愚者

解説

チャニング・ボロック氏作の有名な舞台劇からエドモンド・グールディング氏が脚色し「オーバー・ザ・ヒル」「冬来たりなば」等と同じくハリー・ミラード氏が監督した特作品で主役は「沈黙の命令」主演のエドモンド・ロウ氏が演じ、新進のアン・デール嬢、ブレンダ・ボンド嬢、レイモンド・ブルーマー氏、A・J・ハーバード氏及びメアリー・サーマン嬢が競演しその他の助演者にも有名な人々がいる。

1925年製作/アメリカ
原題:The Fool

ストーリー

ニューヨークの立派な協会の副牧師ダニエル・ジルクライストはキリストに帰らねばならぬという信仰を抱き私有財産を貧民達に与えお座なりの説教をしなかった。

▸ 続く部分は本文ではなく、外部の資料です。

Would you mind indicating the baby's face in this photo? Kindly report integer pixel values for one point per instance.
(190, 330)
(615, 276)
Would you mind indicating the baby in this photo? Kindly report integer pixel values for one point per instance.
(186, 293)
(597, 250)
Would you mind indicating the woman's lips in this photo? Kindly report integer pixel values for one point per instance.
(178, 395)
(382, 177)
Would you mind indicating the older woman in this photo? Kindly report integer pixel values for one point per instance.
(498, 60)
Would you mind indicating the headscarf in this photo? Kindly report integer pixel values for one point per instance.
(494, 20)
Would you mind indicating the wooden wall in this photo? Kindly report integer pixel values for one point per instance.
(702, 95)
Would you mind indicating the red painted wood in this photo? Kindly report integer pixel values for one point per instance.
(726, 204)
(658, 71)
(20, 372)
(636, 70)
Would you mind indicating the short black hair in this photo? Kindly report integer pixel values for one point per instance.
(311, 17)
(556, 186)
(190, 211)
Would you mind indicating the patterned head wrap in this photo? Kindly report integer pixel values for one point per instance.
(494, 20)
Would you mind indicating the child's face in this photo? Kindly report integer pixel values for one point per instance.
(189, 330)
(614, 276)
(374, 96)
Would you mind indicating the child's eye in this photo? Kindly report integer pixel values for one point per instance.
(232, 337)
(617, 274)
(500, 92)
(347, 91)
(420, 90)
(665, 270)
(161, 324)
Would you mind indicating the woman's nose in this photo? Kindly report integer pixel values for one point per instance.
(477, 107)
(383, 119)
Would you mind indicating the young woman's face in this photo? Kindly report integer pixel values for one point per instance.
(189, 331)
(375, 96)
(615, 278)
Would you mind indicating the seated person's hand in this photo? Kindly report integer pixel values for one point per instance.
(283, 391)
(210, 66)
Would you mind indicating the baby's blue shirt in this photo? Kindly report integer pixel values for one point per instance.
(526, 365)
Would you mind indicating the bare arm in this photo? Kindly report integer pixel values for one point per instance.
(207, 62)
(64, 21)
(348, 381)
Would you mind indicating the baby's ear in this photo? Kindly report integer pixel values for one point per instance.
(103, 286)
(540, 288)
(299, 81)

人々は彼を「愚者」と呼んだ。彼はクリスマスの説教に資本主義を痛罵したために職を奪われ教会を追放された許婚クレーアからも見放された。クレーアは百万長者グッドカインドの息子ジェリーと結婚した。ジルクライストは小さい住宅を教会とし「オーヴァーコート・ホール」と命名して貧しい人々を慰めていた。グッドカインドは彼を己の鉱山のストライキを鎮撫させに遣った。ところがジェリーが飲んだくれヘニングの女房パールをニューヨークに拐したのでヘニングはジルクライストの仕業と誤解しニューヨークへやって来る。己を何にも理解されないのに悩んでいたジルクライストは家政婦の娘、障害者のメアリー・マーガレットなる唯一人の信者を見いだした。ニューヨークへ復讐にやってきたヘニングはジルクライストを襲い殺そうとした折、歩けないはずのメアリーが駆け寄って庇った。この奇蹟は暴漢を恐れしめた。その後ジェリーは妻クレーアを誘惑したといってジルクライスト陥れようとして失敗した。ジルクライストは病癒えたメアリーと並んでマンハッタンの灯を見つめていた。それはクリスマスの夜のことであった。